-
Notifications
You must be signed in to change notification settings - Fork 2k
Claude Code driver: use persistent sessions instead of one-shot subprocess per message #975
Description
Feature Request
The claude-code LLM driver currently spawns a new claude -p "prompt" --output-format json subprocess for every single message. This means:
- Full CLI startup cost (~2-3s) on every message
- No conversation history between messages (each is stateless)

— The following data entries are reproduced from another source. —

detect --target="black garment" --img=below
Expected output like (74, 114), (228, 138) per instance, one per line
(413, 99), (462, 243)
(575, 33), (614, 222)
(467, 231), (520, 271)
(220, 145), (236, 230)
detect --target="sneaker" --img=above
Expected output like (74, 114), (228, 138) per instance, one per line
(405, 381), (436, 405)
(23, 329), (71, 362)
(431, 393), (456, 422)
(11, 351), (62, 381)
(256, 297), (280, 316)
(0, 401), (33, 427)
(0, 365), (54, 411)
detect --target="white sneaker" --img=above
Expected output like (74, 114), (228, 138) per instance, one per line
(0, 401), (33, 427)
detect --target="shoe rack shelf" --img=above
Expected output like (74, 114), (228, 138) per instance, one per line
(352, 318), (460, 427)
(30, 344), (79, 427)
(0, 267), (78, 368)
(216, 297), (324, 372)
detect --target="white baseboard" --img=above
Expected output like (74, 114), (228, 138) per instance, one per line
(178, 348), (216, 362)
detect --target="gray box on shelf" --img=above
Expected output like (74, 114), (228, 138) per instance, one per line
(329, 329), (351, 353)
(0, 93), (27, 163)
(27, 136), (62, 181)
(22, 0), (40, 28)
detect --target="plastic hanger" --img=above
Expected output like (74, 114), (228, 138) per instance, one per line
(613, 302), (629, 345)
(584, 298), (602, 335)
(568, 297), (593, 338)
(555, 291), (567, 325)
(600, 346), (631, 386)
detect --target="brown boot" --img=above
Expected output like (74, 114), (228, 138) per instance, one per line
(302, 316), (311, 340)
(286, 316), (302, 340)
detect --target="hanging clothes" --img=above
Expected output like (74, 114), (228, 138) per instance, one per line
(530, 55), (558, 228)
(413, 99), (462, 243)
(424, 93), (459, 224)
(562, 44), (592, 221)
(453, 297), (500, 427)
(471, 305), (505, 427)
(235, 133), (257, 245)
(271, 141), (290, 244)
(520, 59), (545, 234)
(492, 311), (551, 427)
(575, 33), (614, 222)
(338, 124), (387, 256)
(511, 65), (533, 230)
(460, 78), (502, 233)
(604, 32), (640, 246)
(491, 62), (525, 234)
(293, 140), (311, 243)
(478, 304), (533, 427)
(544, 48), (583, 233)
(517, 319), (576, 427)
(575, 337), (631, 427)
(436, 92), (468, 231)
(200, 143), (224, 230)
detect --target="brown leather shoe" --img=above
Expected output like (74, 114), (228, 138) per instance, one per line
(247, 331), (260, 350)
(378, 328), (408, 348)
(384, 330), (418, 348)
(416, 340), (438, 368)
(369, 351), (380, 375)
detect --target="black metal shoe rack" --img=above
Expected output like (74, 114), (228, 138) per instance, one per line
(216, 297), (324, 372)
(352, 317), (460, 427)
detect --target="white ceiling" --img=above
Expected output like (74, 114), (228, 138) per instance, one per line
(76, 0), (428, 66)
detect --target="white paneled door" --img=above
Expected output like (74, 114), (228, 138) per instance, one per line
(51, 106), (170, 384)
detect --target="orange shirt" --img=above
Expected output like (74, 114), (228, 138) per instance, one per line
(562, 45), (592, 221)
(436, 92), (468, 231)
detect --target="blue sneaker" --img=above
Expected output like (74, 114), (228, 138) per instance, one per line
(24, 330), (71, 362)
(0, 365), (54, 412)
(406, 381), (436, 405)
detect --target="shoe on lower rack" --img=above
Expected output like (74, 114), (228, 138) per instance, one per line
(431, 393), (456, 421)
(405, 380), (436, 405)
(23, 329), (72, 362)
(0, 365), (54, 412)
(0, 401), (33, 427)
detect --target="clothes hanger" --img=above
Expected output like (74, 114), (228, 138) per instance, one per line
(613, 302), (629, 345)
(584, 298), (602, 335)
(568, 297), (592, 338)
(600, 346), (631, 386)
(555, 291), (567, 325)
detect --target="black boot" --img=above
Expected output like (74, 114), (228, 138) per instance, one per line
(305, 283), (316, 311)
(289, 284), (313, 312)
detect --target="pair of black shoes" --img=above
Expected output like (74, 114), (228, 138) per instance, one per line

- No session persistence for agents
- High latency for interactive use cases like Discord chat
Current Behavior
ClaudeCodeDriver::complete() in openfang-runtime/src/drivers/claude_code.rs calls:
Command::new(&self.cli_path)
.arg("-p")
.arg(&prompt)
.arg("--output-format")
.arg("json")Every message spawns a new process, waits for it to finish, then parses the output.
Proposed Behavior
The Claude Code CLI supports persistent sessions via --session-id <id> and can also run as an MCP server or in conversation mode. The driver could:
- Reuse session IDs — pass
--session-id <agent-id>so conversation context persists across messages without re-sending the full history each time - Keep a long-running subprocess — use
claude --output-format stream-jsonin an interactive mode instead of spawning per-message - Use the Claude Code MCP server —
claude mcp serveexposes Claude's capabilities over MCP stdio, which could be more efficient than repeated subprocess spawns
Any of these would significantly reduce latency for interactive channels (Discord, Telegram, etc.) where users expect near-instant responses.
Impact
This affects all users of the claude-code provider, but is especially noticeable on channel integrations where back-and-forth conversation is the primary use case.